It's good to know he believes in me, and thinks I can teach art without a box of curriculum supporting me. I know my strengths and weaknesses. The thought of building a program of art for Sweet Potato daunts me. Not to mention would suck up a huge quantity of time I'd rather be playing candy crush... oh did I just write that.. well maybe Sudoko. It is so true but feels sad to say that, I need boundaries placed upon me to be creative. The thought of having to start from scratch to create and teach art at a high school level with a "the sky is the limit" boundary is freakishly scary to me.
When I quilt I use a pattern, yes I have made patterns up but it was to please an individual. For example one person told me the loved rubber duckies. That limited my colors, rubber duckies are bright yellow. That boundary got the creative juices flowing. Bathtub, blue water, bubbles, and it all came together in my head.
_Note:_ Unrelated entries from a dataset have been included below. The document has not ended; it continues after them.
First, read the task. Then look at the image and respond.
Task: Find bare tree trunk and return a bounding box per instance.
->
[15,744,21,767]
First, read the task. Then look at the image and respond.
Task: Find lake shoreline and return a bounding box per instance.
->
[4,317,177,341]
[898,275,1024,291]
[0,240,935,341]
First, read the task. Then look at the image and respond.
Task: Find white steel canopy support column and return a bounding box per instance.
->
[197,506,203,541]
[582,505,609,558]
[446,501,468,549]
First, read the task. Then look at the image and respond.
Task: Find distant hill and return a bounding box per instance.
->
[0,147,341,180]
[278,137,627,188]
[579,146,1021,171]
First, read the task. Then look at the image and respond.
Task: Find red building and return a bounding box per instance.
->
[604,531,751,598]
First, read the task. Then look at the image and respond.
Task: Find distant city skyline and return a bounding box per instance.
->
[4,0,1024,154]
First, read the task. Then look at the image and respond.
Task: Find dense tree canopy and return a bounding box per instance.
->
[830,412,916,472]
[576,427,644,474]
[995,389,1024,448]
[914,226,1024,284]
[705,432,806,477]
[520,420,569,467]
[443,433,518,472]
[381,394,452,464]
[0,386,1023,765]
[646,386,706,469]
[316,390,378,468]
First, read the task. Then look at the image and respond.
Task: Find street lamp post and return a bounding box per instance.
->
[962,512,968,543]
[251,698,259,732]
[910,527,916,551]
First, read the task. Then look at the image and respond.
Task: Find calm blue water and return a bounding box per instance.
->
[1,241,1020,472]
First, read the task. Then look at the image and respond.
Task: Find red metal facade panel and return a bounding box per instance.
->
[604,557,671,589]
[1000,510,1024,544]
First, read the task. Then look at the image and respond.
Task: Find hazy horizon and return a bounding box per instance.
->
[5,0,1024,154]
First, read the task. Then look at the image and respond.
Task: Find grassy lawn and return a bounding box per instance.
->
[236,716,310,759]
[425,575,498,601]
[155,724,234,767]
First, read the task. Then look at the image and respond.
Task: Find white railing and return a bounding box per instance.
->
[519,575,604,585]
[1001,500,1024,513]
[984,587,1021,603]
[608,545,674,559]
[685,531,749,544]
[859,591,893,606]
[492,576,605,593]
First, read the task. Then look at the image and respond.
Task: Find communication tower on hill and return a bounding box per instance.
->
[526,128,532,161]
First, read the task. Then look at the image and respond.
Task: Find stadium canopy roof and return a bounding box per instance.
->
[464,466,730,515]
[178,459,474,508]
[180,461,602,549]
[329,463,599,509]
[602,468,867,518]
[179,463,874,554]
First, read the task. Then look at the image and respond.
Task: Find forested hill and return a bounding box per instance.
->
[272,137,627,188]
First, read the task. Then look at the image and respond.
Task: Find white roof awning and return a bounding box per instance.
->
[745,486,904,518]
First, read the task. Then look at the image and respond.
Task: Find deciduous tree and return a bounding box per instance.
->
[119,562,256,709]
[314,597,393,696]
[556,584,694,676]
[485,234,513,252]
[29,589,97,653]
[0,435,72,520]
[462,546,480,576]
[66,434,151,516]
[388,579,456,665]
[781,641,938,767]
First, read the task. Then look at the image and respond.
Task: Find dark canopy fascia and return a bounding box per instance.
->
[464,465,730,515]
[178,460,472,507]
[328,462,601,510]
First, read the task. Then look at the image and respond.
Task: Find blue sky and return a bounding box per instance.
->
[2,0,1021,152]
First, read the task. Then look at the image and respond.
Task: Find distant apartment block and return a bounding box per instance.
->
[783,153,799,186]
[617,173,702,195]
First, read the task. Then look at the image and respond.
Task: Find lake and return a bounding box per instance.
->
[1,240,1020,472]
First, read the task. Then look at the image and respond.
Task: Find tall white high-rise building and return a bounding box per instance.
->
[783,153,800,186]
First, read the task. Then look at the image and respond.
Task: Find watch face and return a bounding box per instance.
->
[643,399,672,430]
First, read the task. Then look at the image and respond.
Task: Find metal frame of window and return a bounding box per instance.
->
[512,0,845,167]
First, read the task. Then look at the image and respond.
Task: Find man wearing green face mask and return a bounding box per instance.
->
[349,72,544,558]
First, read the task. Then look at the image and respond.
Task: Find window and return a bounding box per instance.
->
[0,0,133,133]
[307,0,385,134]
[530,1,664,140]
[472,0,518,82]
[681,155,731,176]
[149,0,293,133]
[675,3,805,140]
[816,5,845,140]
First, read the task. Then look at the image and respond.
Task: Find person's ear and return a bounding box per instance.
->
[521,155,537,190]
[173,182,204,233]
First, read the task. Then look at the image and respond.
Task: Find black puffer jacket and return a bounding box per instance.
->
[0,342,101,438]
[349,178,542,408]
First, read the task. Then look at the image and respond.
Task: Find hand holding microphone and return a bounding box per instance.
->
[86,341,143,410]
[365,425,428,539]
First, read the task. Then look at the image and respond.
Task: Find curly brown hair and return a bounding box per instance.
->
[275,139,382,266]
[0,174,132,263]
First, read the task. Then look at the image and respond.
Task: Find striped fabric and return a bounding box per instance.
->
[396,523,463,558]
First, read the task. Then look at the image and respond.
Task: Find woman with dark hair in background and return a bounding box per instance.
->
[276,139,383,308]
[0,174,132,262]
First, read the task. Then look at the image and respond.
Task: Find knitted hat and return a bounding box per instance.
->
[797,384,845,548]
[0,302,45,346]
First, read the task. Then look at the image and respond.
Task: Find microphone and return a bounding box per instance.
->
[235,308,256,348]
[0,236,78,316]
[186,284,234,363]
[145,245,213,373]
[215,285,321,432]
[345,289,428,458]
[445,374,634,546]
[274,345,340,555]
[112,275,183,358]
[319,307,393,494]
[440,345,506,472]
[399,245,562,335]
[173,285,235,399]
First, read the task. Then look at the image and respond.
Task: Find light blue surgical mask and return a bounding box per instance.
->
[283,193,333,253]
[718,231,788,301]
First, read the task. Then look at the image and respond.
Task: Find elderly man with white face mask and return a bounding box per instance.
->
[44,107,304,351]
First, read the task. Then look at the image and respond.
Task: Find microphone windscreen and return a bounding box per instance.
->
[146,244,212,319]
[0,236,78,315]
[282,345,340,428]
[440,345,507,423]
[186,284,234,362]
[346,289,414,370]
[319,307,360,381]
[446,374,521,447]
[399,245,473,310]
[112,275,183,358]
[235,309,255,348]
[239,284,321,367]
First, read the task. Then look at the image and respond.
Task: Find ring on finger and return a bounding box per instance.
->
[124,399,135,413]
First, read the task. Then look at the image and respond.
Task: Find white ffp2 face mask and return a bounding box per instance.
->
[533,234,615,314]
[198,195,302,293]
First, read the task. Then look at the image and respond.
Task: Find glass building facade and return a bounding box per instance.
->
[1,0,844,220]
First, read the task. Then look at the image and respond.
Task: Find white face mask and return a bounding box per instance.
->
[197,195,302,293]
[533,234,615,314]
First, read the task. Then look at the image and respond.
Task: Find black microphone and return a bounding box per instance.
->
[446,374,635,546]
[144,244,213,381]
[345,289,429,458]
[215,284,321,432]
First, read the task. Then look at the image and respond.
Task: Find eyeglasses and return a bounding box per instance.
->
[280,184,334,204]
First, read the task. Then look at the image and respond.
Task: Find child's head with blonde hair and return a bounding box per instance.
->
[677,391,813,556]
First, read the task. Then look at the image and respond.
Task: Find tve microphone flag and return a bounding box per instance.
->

Three months later it came together in fabric. I can think of time and time again where boundaries cause more creativity than the lack of them.
My dad keeps correcting my grammar me and I, can and may... still get me confuszled. Then he follows it with Mrs. S... was a bad teacher she was more concerned with spelling than good grammar. Funny she was the one who used to say "The sky is the limit." I like the the fact we can reach for the sky but I think for some people like Sweet potato and me total freedom of choice makes it impossible to choose.
So I chatted with my sister and bounced ideas off of her and came up with a plan for homeschooling my high schooler with special needs... that plan may change 15 times before I order the stuff. I at least have my scaffolding to place it on.